Die ordentliche Revision ist nicht zulässig.
Text
Entscheidungsgründe:
Mit dem angefochtenen Urteil wies das Erstgericht das Klagebegehren, die Beklagte sei schuldig, dem Kläger ab 1.2.2023 die Berufsunfähigkeitspension im gesetzlichen Ausmaß bzw in eventu zumutbare Maßnahmen der beruflichen Rehabilitation zu gewähren, ab.
Das Erstgericht stellte den auf den Seiten 2 bis 5 des angefochtenen Urteils ersichtlichen Sachverhalt fest, auf den verwiesen wird.
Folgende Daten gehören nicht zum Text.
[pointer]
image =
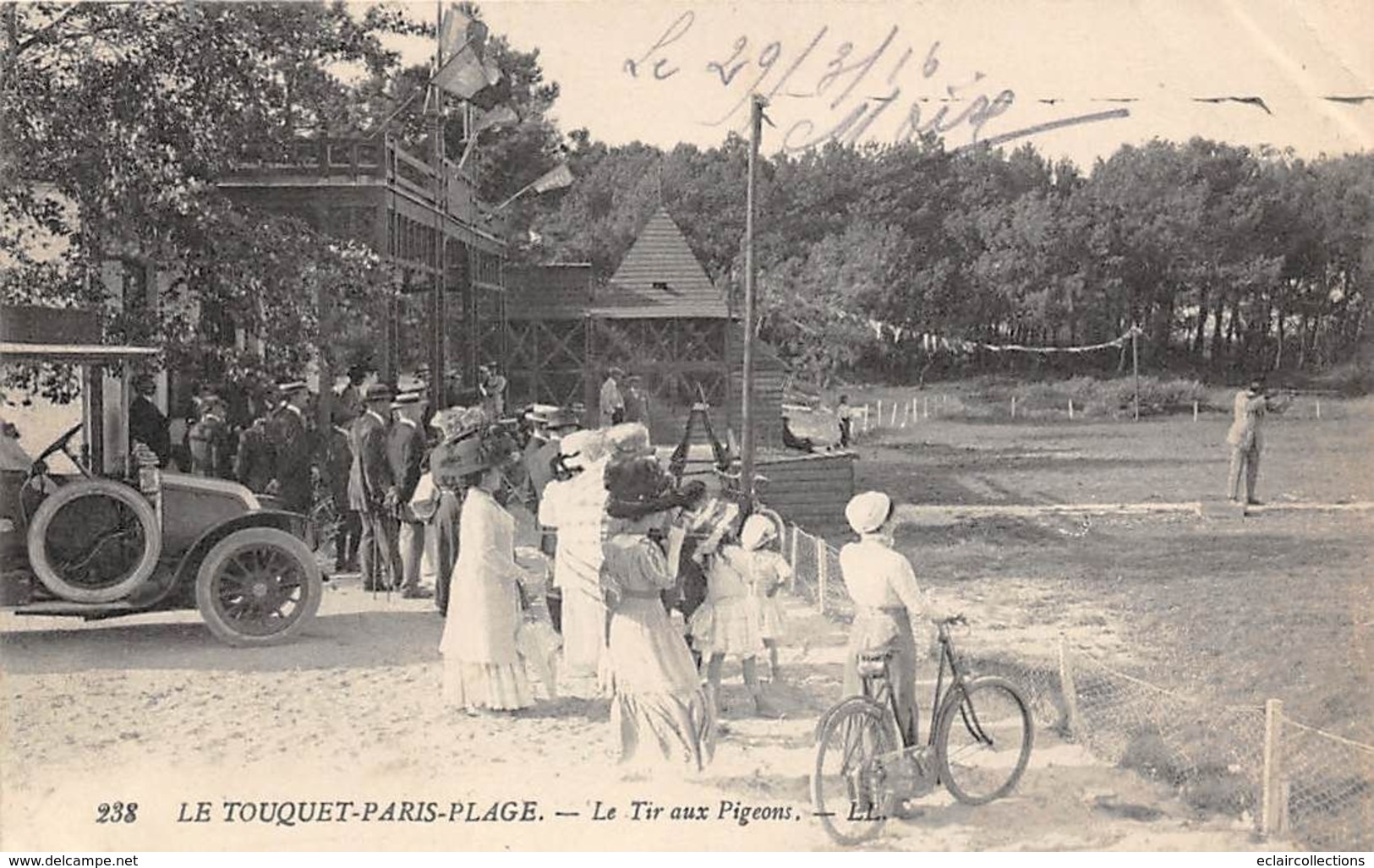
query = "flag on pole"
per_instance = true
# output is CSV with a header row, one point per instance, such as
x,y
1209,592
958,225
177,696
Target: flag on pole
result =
x,y
466,69
556,179
499,116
Rechtlich kam das Erstgericht - soweit für das Berufungsverfahren relevant - zusammengefasst zu dem Ergebnis, dass der Kläger seine aufgrund seiner bisherigen Verwendung erworbenen Kenntnisse und Fähigkeiten in den festgestellten juristischen Angestelltentätigkeiten (wie etwa als Jurist in Wirtschaftsunternehmungen), bei denen kein einwandfreies Hörvermögen erforderlich sei, einsetzen und daher auf diese Berufe verwiesen werden könne. Es liege demzufolge keine Berufsunfähigkeit vor.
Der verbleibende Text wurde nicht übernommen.